Motivations behind fruitarianism include a desire to avoid killing any living being, including plants, or to mimic the diets of early human gatherers.
Fruitarianism carries the same health risks as raw foodism and is not a balanced dietary model.
Liquidarianism
Liquidarianism combines raw foodism with a liquid-only diet. It is one of the most extreme dietary patterns. Liquidarians consume the same foods as raw foodists, but only in liquid form—such as purées, smoothies, and juices. Solid food is prohibited.
Supporters believe that liquid food is easier on the digestive system and helps detoxify the body. They also claim it provides all essential vitamins and minerals.

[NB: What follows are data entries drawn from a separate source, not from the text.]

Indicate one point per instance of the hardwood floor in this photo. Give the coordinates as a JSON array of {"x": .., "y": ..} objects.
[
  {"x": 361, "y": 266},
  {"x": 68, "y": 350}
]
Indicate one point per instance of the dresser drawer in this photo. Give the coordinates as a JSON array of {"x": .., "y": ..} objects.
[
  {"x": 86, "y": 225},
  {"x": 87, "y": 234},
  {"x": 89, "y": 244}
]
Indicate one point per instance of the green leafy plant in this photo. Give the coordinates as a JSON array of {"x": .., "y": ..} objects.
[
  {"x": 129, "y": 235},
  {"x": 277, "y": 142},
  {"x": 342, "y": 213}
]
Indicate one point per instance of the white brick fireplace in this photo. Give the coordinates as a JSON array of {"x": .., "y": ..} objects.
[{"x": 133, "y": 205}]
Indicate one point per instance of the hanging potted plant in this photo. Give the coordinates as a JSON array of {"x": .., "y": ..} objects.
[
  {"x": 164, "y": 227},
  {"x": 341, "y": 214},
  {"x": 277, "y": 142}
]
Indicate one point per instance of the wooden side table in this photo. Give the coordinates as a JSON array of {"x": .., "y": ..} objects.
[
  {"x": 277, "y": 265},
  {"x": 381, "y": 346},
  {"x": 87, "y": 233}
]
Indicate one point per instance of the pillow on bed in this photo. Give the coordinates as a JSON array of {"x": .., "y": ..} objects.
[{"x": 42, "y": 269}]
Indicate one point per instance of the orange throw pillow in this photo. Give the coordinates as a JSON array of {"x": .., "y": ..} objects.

Summary: Types of Vegetarianism
Highly restrictive vegetarian diets—such as liquidarianism, raw foodism, or fruitarianism—may pose more health risks than benefits. Less restrictive plant-based diets, like flexitarianism, can offer significant health advantages.
The more restrictive a diet, the harder it becomes to balance it properly and supply all necessary nutrients. Always consult a dietitian or physician before adopting such restrictive eating patterns.